Milk being sold by the bagful in the squareMilk being sold by the bagful in the square

Milk being sold by the bagful in the square


Inside the house . Millie is sitting at the table which would have been the courtyard. Inside the house . Millie is sitting at the table which would have been the courtyard. 

Inside the house . Millie is sitting at the table which would have been the courtyard.

It’s  is an easy city to find our way around, with its grid style streets leading away from the main plaza and cathedral. Having the Unesco heritage stamp granted to it, ensures that it is all properly kept, pristine white and beautifully kept, at least on the surface.The two tiered buildings all have wooden balconies and the streets are cobbled.

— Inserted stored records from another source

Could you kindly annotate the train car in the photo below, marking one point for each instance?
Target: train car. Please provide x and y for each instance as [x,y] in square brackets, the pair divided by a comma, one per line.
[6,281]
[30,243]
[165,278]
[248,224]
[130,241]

It’s an attractive city, with dozens of churches, their domes competing for sky space.

We discover a lovely old dilapidated hacienda in a green valley just outside Cuenca, The Bella Vista. It’s a half-hours’ taxi ride out of the city. Sebastian runs a great riding centre and lessons, more affordable than anywhere else on earth, so we are going to take full advantage. The children have all taken to riding. Jemima especially, is going through that girly, wanna-have-a-horse, dozens of them in fact, with stables too? Please mummy please, can we? phase. We decide to equip them with lessons, so that we are all a little more in control when we go for our rides. So we hang out here quite a bit. Sebastian runs this outfit and has 48 beautiful horses, a combination of Arab and the less robust South American starter pack horse.They are well kept fed and groomed, so we won’t need to feel like we are breaking their backs when we take them on a hack. In the afternoons local school kids come here to train for their competitive weekend events and there is a real buzz to this place and the kids are mesmerised by the confidence of the other kids. … Oh dear what are we letting ourselves in for!

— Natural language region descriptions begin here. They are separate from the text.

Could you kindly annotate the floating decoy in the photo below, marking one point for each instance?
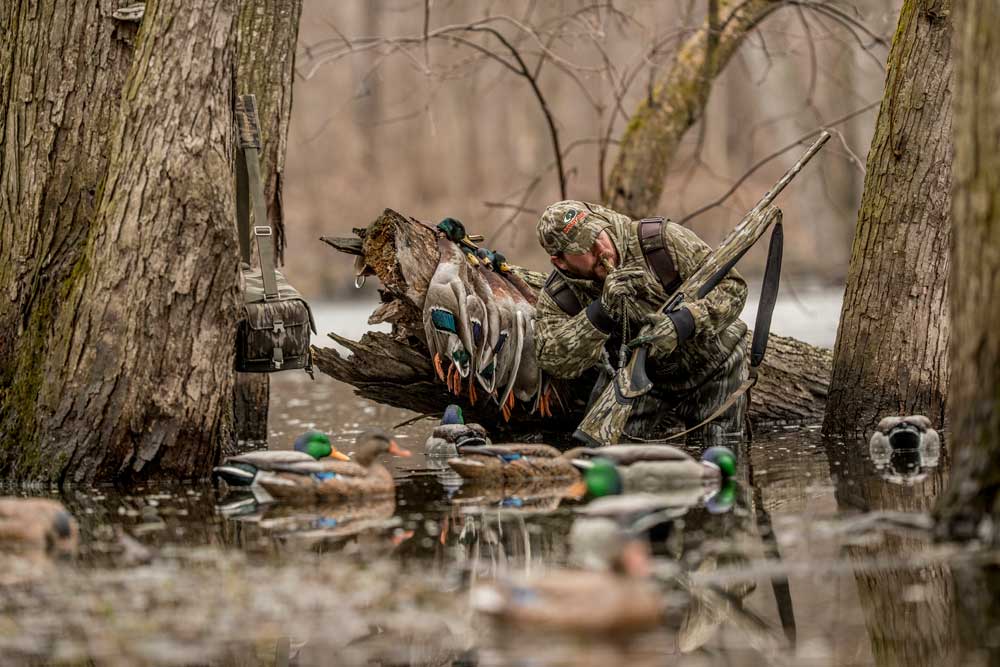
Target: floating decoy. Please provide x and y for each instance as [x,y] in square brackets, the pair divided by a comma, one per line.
[619,601]
[453,433]
[364,476]
[244,469]
[513,463]
[649,468]
[37,526]
[911,432]
[903,447]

We rent a car for the weekend, from an American who has a fleet in a car share enterprise and head into Cajas the National Park for a walk. Up up up into the high mountains, into the rain and the cloud, for a wet soggy, boggy walk in what could be Scotland, except its 10,000 feet high and the slightest uphill and we are huffing and puffing with the effects of altitude.  The National Park very wisely register you before you set off so that they can clock you back in as still alive when you return. This landscape clouds over very easily and like Scotland would be easy to get lost in. We slip and slide, the children chat the whole way about a city they want to build when we get back home, they design in their heads and get carried away, what materials they will use. It’s going to be quite high tech, by the sound of things. I am not sure how we can make this with junk modelling?  Cost and practicalities never enter their equation.  Three hours pass, they don’t even notice we’ve been walking, which is not a bad thing. The last time we went for a walk, Millie asked me “What is the point of going for a walk?” I replied by telling her that it’s only on foot, off the beaten track, that you really get to see the real country. Millie’s reply: “Then why don’t we go for a walk in St Margaret’s”?!  

Our trainers are now covered with mud, We are covered in mud, and arrive back at the car park and the cafe to check in as ‘still alive’ and warm ourselves up with hot cinnamon chocolates.

Conveniently near Cuenca are the thermal baths at a local village called Banos (not the more famous  mountainous town of Banos) where we indulge and warm up for several hours, all the more atmospheric in the rain. The children play Marco Polo and Tiburon in the warm waters with a bunch of local kids, wonderfully oblivious of the torrential rain. Mark and I take it in turns to indulge in the hot steam Turkish bath, where eucalyptus leaves scent the air in this hot steaming room with its gorgeous menthol and we are left feeling cleansed inside and out. 


A Cuenca street - El Vado  A Cuenca street - El Vado  

A Cuenca street – El Vado

One thought on “Ecuador 6 – Cuenca – Why do we have to go for another walk?

  1. Fascinating account of where you are Fi. You write so beautifully. I feel a book coming on after you are back?? Your kids will so appreciate what you are doing in later years and will probably choose walking holidays above any other type!! Much love.